16 Eylül 2025’te BM tarafından oluşturulan bir komisyon, İsrailli yargıç Navi Pillay başkanlığında, İsrail’in Gazze’de Filistinlilere karşı bir soykırım işlediğini tespit etti. Bu değerlendirme, Amnesty International, Human Rights Watch ve ECCHR gibi uluslararası insan hakları örgütlerinin önceki analizlerini ve önde gelen soykırım uzmanlarının görüşlerini doğruluyordu.

“Almanya’nın Tarihi Sorumluluğu İsrail’e Değil, Yahudi Halkına Yönelik”

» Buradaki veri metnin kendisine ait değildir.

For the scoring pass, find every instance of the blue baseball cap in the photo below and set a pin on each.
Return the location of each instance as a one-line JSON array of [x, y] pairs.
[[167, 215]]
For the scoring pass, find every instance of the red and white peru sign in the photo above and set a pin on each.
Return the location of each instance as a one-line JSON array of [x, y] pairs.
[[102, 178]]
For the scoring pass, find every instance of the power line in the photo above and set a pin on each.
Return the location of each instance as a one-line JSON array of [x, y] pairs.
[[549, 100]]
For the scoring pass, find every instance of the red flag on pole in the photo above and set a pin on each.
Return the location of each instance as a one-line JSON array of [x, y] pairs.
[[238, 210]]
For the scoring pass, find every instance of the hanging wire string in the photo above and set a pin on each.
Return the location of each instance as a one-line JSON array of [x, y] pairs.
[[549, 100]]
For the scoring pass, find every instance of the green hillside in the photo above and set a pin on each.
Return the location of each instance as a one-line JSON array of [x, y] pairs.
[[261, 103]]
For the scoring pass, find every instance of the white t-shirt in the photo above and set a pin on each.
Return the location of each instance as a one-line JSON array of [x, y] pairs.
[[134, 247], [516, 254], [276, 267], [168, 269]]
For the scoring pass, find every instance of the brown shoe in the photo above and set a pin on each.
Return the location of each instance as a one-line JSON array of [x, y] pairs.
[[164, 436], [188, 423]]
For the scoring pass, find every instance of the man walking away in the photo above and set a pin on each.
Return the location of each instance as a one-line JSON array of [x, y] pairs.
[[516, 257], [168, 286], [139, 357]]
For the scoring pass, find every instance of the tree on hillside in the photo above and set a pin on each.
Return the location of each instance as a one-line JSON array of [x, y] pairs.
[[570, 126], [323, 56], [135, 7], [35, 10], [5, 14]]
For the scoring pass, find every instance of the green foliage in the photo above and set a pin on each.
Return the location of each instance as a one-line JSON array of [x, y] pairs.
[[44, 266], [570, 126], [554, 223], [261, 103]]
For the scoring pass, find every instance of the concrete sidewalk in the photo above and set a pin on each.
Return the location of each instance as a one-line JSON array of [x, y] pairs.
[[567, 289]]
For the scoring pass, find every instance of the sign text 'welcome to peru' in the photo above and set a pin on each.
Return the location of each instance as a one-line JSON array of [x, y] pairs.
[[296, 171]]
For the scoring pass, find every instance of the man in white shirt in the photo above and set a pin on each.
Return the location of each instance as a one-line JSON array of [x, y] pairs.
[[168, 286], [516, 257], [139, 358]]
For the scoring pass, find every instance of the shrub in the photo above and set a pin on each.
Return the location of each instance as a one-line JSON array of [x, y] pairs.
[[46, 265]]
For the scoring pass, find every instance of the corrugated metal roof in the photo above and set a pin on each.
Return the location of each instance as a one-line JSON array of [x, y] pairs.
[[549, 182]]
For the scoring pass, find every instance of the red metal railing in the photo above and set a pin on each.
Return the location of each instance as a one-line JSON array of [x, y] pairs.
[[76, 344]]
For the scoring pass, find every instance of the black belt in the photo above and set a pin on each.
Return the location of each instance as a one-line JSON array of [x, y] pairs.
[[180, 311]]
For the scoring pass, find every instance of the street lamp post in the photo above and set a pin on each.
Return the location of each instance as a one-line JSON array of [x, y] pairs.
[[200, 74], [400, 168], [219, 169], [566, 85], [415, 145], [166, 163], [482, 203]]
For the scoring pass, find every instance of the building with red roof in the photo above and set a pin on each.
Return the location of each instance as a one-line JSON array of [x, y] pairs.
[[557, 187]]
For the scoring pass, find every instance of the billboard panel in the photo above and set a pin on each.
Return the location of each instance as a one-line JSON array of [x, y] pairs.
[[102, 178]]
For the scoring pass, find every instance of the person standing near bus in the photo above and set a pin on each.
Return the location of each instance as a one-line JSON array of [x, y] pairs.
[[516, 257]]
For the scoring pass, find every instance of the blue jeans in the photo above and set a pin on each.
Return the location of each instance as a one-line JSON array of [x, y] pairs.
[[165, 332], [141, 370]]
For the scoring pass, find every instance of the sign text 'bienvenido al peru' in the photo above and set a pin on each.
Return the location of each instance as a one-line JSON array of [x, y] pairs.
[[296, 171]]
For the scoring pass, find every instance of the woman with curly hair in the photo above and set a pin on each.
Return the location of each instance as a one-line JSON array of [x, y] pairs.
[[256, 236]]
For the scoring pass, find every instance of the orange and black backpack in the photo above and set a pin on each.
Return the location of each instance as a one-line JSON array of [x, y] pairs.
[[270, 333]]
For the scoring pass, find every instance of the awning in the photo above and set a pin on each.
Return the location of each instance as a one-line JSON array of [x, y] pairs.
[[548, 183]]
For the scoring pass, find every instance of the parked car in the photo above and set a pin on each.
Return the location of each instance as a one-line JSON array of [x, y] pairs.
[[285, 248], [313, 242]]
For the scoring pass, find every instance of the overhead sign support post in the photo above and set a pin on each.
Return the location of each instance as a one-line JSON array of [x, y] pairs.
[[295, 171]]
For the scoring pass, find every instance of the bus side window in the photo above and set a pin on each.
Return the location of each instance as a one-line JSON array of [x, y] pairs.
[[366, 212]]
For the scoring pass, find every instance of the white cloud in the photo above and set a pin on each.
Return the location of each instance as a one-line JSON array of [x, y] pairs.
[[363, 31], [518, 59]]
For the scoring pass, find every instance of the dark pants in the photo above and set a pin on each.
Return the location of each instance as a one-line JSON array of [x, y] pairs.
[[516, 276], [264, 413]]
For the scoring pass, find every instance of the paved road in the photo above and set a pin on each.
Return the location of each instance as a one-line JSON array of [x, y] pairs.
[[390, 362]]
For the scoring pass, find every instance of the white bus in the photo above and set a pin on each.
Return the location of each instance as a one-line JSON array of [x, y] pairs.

Ankete göre halkın büyük çoğunluğu hükûmetin İsrail’e yönelik dış politikasının insan hakları ve uluslararası hukuka dayalı olmasını istiyor. Bulgular, Alman halkının İsrail’e koşulsuz desteğe karşı olduğunu, aynı zamanda hem İsrail hem Filistin halkının haklarını dikkate alan bir politika talep ettiğini ortaya koyuyor. Katılımcıların yüzde 78’i, Almanya’nın İsrail’i insan hakları ihlallerinde eleştirmesi gerektiğini ve çifte standart uygulamaması gerektiğini vurguluyor.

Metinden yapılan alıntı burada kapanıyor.